サンポール、ユアサ商事、応用地質は、身近な社会インフラを活用した防災モニタリング製品を開発した。
サンポール、ユアサ商事、応用地質は、冠水状況をモニタリングする目的で、冠水センサー付きボラード(車止め)を共同開発し、京都府福知山市内で2020年3月から1年間、実証試験を開始したと明らかにした。
国や自治体は近年、水害の危険を及ぼす河川の監視対象を大規模河川から中小河川へと拡大すると表明しているが、現実には監視体制の普及には、相当の時間がかかることが予想される。とくに、都市部の水路や用排水路、下水管路など、内水氾濫や道路冠水の発生源となる身近な危険箇所は、モニタリングの環境整備が遅れている。
このような状況にあって、サンポール、ユアサ商事、応用地質の3社は、社会インフラとして定着しているボラード(車止め)を活用し、身近な危険箇所の冠水状況を迅速に検知することを発案。冠水センサー付きボラード(車止め)として新開発した。
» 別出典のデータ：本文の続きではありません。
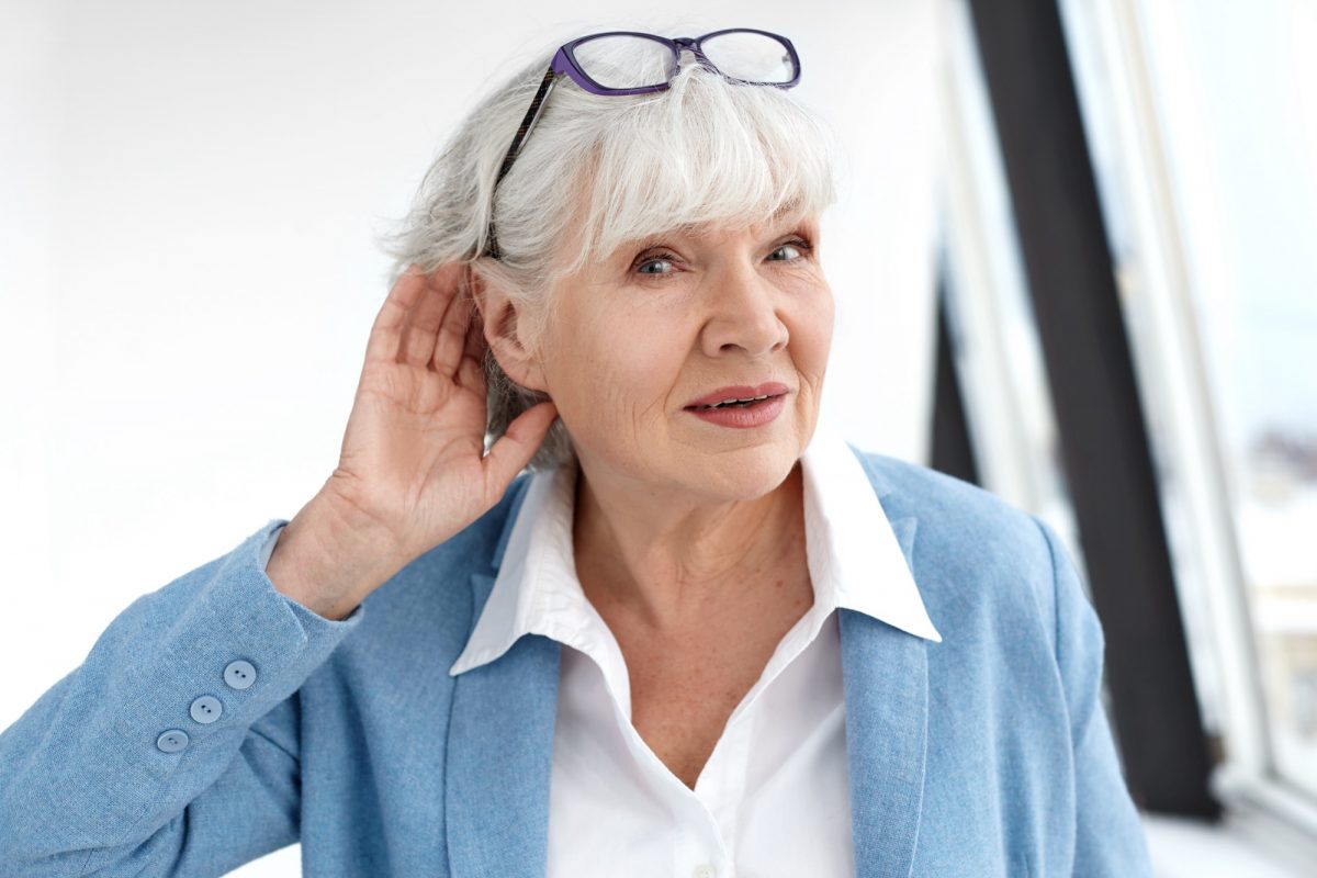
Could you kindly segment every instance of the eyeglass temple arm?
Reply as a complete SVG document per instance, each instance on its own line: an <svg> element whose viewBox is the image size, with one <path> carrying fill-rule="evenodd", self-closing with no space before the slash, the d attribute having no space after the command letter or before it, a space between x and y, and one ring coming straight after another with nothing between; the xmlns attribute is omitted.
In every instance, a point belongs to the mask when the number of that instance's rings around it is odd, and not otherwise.
<svg viewBox="0 0 1317 878"><path fill-rule="evenodd" d="M512 145L507 147L507 155L503 157L503 165L498 170L498 176L494 179L494 187L503 182L503 176L512 167L512 162L516 161L516 154L522 150L522 143L525 141L525 136L529 133L531 126L535 125L535 120L540 116L540 108L544 107L544 101L548 99L549 92L553 91L553 83L558 79L553 70L553 65L544 72L544 79L540 80L540 88L535 92L535 97L531 99L531 108L525 111L525 117L522 118L522 125L516 129L516 137L512 138Z"/></svg>
<svg viewBox="0 0 1317 878"><path fill-rule="evenodd" d="M540 80L540 87L535 92L535 97L531 99L531 108L525 111L525 116L522 118L520 126L516 129L516 137L512 138L512 145L507 147L507 155L503 157L503 165L498 168L498 176L494 178L494 192L498 192L498 184L503 182L508 170L512 167L512 162L516 161L516 154L522 151L522 143L525 141L525 136L531 132L535 125L535 120L540 117L540 108L544 107L544 101L548 99L549 92L553 91L553 83L558 79L556 72L556 65L549 65L549 68L544 71L544 79ZM494 197L490 196L490 225L486 237L489 242L486 244L486 251L494 259L498 259L500 253L498 249L498 241L494 237Z"/></svg>

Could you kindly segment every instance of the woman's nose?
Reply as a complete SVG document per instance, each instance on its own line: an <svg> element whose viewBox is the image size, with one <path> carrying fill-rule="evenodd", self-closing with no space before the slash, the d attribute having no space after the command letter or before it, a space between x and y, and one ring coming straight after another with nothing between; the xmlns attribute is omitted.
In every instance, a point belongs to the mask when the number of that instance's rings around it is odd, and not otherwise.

冠水センサー付きボラードのメリットは、現状で街中に多数設置されている車止めに、冠水センサーの機能を加えることで、広域かつ緻密な冠水監視ネットワークをスピーディに構築できることがある。冠水状況を早期に検知し、初動対応のリードタイムを確保することで、浸水対策や安全な避難、施設の利用規制などの措置が迅速化されると期待されている。
実証試験は、2018年7月豪雨によって、広い市域で冠水し、745棟の住家が浸水するなどの被害を受けた京都府福知山市の協力のもと、同市字堀地内で冠水センサー付きボラードを設置し、2020年3月から2021年3月までの約1年間行う。実験では、冠水検知時の情報通知や維持管理などのオペレーションを検証する。